Mind and education, the zests of life, were wanting.

The native girls are taught nothing; their education is completed when they are able to read in their mother tongue (Armenian or Arabian), and then, with the exception of some religious books, they have no other reading.

It was more lively at a visit which I made, some days later, to the harem of the pasha; there was then so much chatting, laughing, and joking, that it was almost too much for me. My visit had been expected, and the women, fifteen in number, were sumptuously dressed in the same way that I have already described; with the single exception, that the upper garment (kaftan) was shorter, and made of a more transparent material, and the turbans ornamented with ostrich feathers.

I did not see any very handsome women here; they had only good eyes, but neither noble nor expressive features.

The summer harem, in which I was received, was a pretty building, in the most modern style of European architecture, with lofty, regular windows. It stood in the middle of a small flower-garden, which was surrounded by a large fruit-garden.

After I had been here rather more than an hour, a table was laid, and chairs placed round it. The principal woman invited me to join them, and leading the way, seated herself at the table, when, without waiting till we were seated, she hastily picked out her favourite morsels from the various dishes with her hands. I was also compelled to help myself with my hands, as there was no knife and fork in the whole house, and it was only towards the end of the meal that a large gold teaspoon was brought for me.

The table was profusely covered with excellent meat-dishes, with different pilaus, and a quantity of sweet-meats and fruits. I found them all delicious, and one dish so much resembled our fritters, that I almost thought it was meant for them.
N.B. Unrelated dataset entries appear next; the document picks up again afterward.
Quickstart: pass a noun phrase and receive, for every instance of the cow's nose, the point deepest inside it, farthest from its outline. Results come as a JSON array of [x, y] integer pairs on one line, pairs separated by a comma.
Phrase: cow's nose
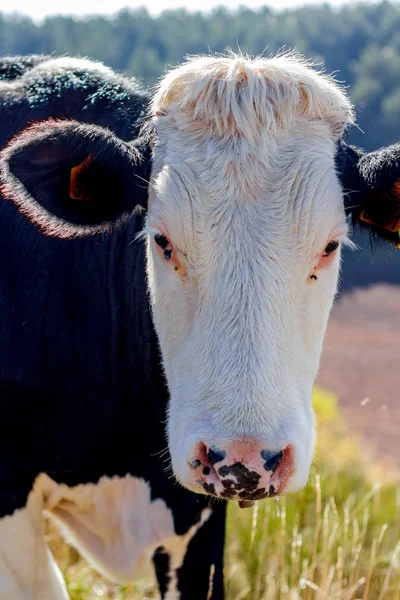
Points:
[[242, 470]]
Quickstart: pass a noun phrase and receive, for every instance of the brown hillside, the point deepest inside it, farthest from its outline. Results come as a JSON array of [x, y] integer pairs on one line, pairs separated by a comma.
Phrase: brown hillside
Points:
[[361, 364]]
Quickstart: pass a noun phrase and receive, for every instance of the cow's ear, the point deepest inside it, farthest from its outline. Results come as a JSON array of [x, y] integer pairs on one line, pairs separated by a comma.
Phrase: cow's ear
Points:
[[371, 183], [71, 179]]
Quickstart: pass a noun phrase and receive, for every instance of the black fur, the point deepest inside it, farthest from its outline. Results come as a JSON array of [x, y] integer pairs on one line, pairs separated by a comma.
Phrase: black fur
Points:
[[370, 185], [82, 393]]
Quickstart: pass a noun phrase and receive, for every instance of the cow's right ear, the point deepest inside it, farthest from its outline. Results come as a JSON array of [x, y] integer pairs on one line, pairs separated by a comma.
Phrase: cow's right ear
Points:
[[72, 179]]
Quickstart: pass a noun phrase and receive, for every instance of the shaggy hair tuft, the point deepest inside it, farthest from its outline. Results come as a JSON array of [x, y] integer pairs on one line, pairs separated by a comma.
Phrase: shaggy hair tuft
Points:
[[235, 95]]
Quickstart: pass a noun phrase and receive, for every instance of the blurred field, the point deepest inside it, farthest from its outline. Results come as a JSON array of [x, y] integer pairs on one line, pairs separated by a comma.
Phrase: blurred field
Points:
[[339, 539]]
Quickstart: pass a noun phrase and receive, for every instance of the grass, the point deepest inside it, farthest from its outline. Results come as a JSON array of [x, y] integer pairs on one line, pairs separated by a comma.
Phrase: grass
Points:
[[338, 539]]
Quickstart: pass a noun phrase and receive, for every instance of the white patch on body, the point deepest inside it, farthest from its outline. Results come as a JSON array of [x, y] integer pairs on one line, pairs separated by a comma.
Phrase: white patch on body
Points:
[[244, 188], [114, 524]]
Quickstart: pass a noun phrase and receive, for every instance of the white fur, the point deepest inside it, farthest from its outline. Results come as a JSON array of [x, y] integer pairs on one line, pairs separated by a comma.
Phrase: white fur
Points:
[[113, 523], [244, 186]]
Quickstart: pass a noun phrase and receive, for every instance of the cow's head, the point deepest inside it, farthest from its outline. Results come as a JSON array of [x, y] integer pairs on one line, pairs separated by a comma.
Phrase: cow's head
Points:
[[246, 217]]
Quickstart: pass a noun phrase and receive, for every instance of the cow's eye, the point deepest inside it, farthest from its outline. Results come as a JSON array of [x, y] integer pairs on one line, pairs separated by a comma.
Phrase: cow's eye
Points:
[[331, 247], [164, 244]]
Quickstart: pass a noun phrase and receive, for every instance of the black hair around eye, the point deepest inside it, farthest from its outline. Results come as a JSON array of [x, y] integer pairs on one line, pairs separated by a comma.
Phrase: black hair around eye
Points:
[[164, 244], [331, 247], [161, 240]]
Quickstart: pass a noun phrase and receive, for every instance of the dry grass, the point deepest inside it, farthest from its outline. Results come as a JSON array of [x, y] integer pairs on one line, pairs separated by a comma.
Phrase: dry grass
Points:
[[336, 540]]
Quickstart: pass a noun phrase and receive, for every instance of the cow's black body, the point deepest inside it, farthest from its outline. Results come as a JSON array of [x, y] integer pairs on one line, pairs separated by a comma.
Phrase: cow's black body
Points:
[[82, 392]]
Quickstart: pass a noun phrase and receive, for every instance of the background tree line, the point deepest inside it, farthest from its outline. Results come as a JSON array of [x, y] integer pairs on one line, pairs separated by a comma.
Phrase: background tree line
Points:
[[360, 42]]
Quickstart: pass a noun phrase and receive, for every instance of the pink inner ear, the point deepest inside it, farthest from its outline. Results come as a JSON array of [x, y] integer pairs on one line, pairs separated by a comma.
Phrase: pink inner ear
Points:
[[77, 189]]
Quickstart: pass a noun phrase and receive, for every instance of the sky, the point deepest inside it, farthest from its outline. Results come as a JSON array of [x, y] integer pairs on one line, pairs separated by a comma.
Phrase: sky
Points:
[[38, 9]]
After we had finished, those who had not room to sit down with us took their seats together with some of the principal attendants: after them came, in succession, the inferior slaves, among whom were some very ugly negresses; these also seated themselves at the table, and ate what remained.

After the conclusion of the meal, strong coffee was handed round in small cups, and nargillies brought. The cups stood in little golden bowls, ornamented with pearls and turquoises.

The pasha's women are distinguished from their attendants and slaves only by their dress and jewellery; in demeanour I found no difference. The attendants seated themselves without hesitation upon the divans, joined, uninvited, in the conversation, smoked, and drank coffee as we did. Servants and slaves are far better and more considerately treated by the natives than by the Europeans.